By John Umeh
EFCC Arrests Sacked MDs of Port Harcourt, Warri, Kaduna Refineries
Mele Kyari, 13 Former Top NNPCL Executives Under Investigation
The Economic and Financial Crimes Commission (EFCC) has arrested the recently dismissed managing directors and senior officials of the Port Harcourt Refining Company, Warri Refining and Petrochemical Company, and Kaduna Refining and Petrochemical Company over allegations of mismanaging nearly $3 billion earmarked for refinery rehabilitation.
According to findings by sources, the anti-graft agency is probing $1.56 billion allocated to the Port Harcourt refinery, $740 million to the Kaduna refinery, and $657 million to the Warri refinery — totaling $2.96 billion.
Former Managing Directors Ibrahim Onoja (Port Harcourt) and Efifia Chu (Warri) are among those detained. A top NNPCL source disclosed that one of the former MDs had N80 billion traced to his bank accounts. Officials suggested the scale of fraud may rival the “Emefielegate” scandal involving the former CBN governor.
Public Outcry Over Refinery Failures
Despite the NNPCL’s announcement that the Port Harcourt and Warri refineries resumed operations in late 2024, both facilities have significantly underperformed. The Warri refinery shut down less than a month after reopening due to safety issues. Port Harcourt’s plant has been running below 40% capacity.
Energy experts and stakeholders have harshly criticized NNPCL for misleading Nigerians. The Independent Petroleum Marketers Association of Nigeria (IPMAN) noted that no petroleum products have been distributed from the Warri refinery since its January 2025 relaunch, forcing marketers to rely on private depots with fluctuating prices.
Widespread Probe at NNPCL
On Tuesday, the NNPCL sacked the managing directors of all three refineries and dismissed several top executives. Documents obtained by Saturday PUNCH show that the EFCC is investigating former Group Chief Executive Officer Mele Kyari and 13 other former senior executives, including Abubakar Yar’Adua, Isiaka Abdulrazak, and Umar Ajiya, over allegations of abuse of office and financial misappropriation.
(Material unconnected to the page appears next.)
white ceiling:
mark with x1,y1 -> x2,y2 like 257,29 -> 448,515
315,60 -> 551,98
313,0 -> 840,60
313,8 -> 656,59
The EFCC has requested certified records of their salaries and allowances. The commission has yet to officially comment, and NNPCL spokesperson Olufemi Soneye has not responded to media inquiries.
Experts Expose Structural Failures
Energy analyst Kelvin Emmanuel dismissed the refineries’ reported reactivations as “a charade,” noting that the Port Harcourt and Warri plants lack the necessary catalytic reforming units to produce Premium Motor Spirit (PMS). He questioned how crude is supplied to Warri, given that the vital Escravos pipeline is nonfunctional.
An April 2025 regulatory document confirmed that the Warri refinery — which consumed $897 million in rehabilitation funds — was shut down on January 25, 2025, due to faults in the Crude Distillation Unit’s main heater. The $1.5 billion Port Harcourt refinery is operating below 42% capacity, according to the same document.
Workers Plan Strike as Operations Falter
Refinery support staff at Warri have announced an indefinite strike starting May 5, protesting poor wages, lack of benefits, and casualisation. The planned action threatens to derail the restart of crude and vacuum distillation units scheduled for early May. Workers say the management reneged on promises made during the 2022 maintenance period.
Calls for Accountability
The Petroleum Products Retail Outlet Owners Association of Nigeria (PETROAN) has demanded a new investigation into the true status of the refineries. PETROAN President Billy Gillis-Harry said the facilities appeared operational during an earlier inspection but acknowledged that the group would reassess the situation.
Energy expert Dan Kunle described the entire rehabilitation project as a scandal. He revealed that the original Japanese firm that built the Kaduna refinery refused to return due to security concerns, forcing the government to hire alternative contractors at exorbitant costs. Kunle emphasized that the Kaduna refinery lacks a crude oil supply pipeline and said the funds spent on repairs were effectively wasted.
He also accused former NNPCL CEO Kyari of using public funds for media campaigns to mislead Nigerians about the status of the refineries.